Обращаясь к этому же образу крюковского рассказа, донской критик Сергей Пинус писал: “Вот шестидесятилетний богатырь-неудачник, сибирский поселенец из донских казаков, много раз бежавший из острогов, прибывший теперь на родину, вновь натворивший “дел”, вновь пойманный и вновь бежавший. Способный, энергичный, сердечный и решительный, отец пятерых сынов-богатырей, из которых трое тоже отбывают каторгу, он олицетворенное, страшное и скорбное напоминание о роковой тесноте быта, извергающего из своих неподвижных устоев, подобные мятежные души и обрекающее их на горькое одиночество и отщепенство. Раз извергнутый и лишенный защиты родных устоев, такой человек становится игралищем злой судьбы. “Чем под окном стоять, лучше я в окно влезу”, - говорит он. Напрасно свою свободу и гордость противопоставляет этот человек неудачам и бедам, которые как бы гоняются за ним. И гложет его тоска по родине, и вот через много, много лет вновь видит он ее, но ведь родной быт для него - тюрьма, из которой он бежал когда-то, должен бежать и теперь, думается, уже без возврата”. (Пинус С.А. Бытописатель Дона. Опыт характеристики литературного творчества Ф.Д.Крюкова. – В кн. «Родимый край». С.16).

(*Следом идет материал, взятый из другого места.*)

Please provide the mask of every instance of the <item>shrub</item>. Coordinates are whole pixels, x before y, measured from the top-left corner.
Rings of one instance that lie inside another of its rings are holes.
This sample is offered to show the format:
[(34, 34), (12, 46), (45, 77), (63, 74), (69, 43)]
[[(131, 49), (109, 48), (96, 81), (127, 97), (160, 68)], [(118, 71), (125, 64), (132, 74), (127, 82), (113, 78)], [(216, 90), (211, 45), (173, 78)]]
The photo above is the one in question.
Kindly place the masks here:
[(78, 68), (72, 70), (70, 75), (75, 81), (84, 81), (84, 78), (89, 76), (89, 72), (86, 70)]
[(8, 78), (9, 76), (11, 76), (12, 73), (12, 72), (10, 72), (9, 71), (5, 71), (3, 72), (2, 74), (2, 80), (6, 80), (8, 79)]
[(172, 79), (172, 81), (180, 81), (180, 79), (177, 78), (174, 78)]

Рассказ Крюкова “В родных местах”, столь высоко оцененный критикой, был напечатан в сентябрьской книжке журнала “Русское богатство” за 1903 год.
Начинает его Крюков трагично и просто: “Ссыльный поселенец Енисейского уезда, из донских казаков, Ефим Толкачев стосковался по родине, которой он не видел двадцать лет, и ушел на Дон. Когда его отправили в Сибирь, дома у него оставалась жена и пять сынов. Из них за этот срок трое старших попали на каторгу, а жена с двумя младшими пришла три года назад к нему на поселение. Но в Сибири она зачахла и вскоре умерла. Она все тосковала по родине, вспоминая о ней ежедневно, а перед смертью, в бреду говорила про свои пашни и про гумно у часовенки, там - под хутором...” И далее Крюков рассказывает о трагической судьбе Ефима Толкачева, обвиненного в убийстве киргиза Мурадбая.
Следующий очерк Крюкова под названием “Станичная аудитория”, отправленный им в “Русское богатство”, был сдержанно оценен Короленко, который отмечал в редакционном журнале: “...Написано литературно и живо, но все-таки это лишь подробный отчет о спектакле и народном чтении с туманными картинами в беллетристической форме. И при том, кое-где имеет место... художественные черточки и в “отчете” мелькают живые фигуры, но в общем все-таки суховато и для общего журнала не подходит”. (Летов Б.Д. Короленко – редактор. Л.,1961. С.119).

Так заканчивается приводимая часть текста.